Broker upgrades helped other blue chips, with hedge fund manager Man Group rising 2.1 percent after Merrill Lynch added the stock to its "Europe 1" recommended list.
Meanwhile telecoms firm BT Group added 3.8 percent, its recovery from Thursday's fall aided by German bank WestLB upping its stance on the stock to "neutral" from "underperform", saying concerns about its government IT projects were overdone.
The oil sector was the weakest, with BG Group the top blue chip faller on the day with a loss of 2.5 percent, and BP down 1.4 percent.
Rising commodity prices had been the key driver of the market's rise over the past three months, with BP and Shell benefiting from the prospect of large share buy backs as crude prices seemed to rise inexorably.
Among mid-caps, JJB Sports was among the top FTSE 250 gainers with a rise of 6.2 percent on talk that the owner of London sportswear store Lillywhites was building a stake in the sporting goods retailer.
Brokerage Seymour Pierce doubted this would lead to a take-over and said JJB's trading performance will continue lag its rivals.
Fellow mid-cap retailer Somerfield gained 3.2 percent to 193p - below the 197 pence per share offer for the grocer from a consortium led by buyout firm Apax.
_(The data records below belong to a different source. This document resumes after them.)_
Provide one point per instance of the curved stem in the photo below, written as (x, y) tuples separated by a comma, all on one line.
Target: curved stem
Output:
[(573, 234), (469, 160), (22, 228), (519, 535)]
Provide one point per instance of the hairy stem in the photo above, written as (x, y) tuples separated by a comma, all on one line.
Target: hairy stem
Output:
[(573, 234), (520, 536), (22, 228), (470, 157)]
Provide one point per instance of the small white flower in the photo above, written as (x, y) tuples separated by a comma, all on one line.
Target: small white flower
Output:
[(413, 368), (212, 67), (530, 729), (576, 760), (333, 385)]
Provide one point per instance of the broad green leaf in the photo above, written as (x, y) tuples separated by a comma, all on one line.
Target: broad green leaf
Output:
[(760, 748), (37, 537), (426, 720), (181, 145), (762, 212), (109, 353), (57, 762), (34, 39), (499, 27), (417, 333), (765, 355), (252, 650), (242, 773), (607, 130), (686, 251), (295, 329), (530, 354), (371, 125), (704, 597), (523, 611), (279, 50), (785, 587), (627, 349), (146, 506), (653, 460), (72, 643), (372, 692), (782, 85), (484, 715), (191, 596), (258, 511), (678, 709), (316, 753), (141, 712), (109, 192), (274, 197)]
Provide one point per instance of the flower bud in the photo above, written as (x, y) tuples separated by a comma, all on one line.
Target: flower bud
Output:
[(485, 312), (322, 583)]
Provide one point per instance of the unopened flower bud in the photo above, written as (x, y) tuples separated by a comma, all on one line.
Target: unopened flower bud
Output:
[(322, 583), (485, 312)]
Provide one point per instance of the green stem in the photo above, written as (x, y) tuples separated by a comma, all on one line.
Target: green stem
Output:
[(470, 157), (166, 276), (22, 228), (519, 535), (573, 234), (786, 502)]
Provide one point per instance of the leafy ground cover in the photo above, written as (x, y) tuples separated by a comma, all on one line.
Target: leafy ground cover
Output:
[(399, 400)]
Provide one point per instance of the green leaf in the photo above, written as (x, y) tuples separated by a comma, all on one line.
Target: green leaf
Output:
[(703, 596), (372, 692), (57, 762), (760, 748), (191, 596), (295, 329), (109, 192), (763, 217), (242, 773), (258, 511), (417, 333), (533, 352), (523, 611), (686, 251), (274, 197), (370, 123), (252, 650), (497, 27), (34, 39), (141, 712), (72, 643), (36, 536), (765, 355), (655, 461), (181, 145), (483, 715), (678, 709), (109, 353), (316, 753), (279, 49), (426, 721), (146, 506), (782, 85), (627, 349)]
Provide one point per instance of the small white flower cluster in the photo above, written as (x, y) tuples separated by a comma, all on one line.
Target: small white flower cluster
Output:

The shares had earlier hit a session high at 198-3/4p.
Elsewhere among merger and acquisitions, there was a disappointment in the shape of Aegis, with shares in the media buyer shedding 4 percent following a report that French advertising firm Publicis had decided against a friendly take-over.
Just before the market close, Britain's WPP confirmed it was in talks with a private equity partner to discuss making a cash bid for Aegis, helping its shares recover from an earlier low at 127p to close at 132-1/2p.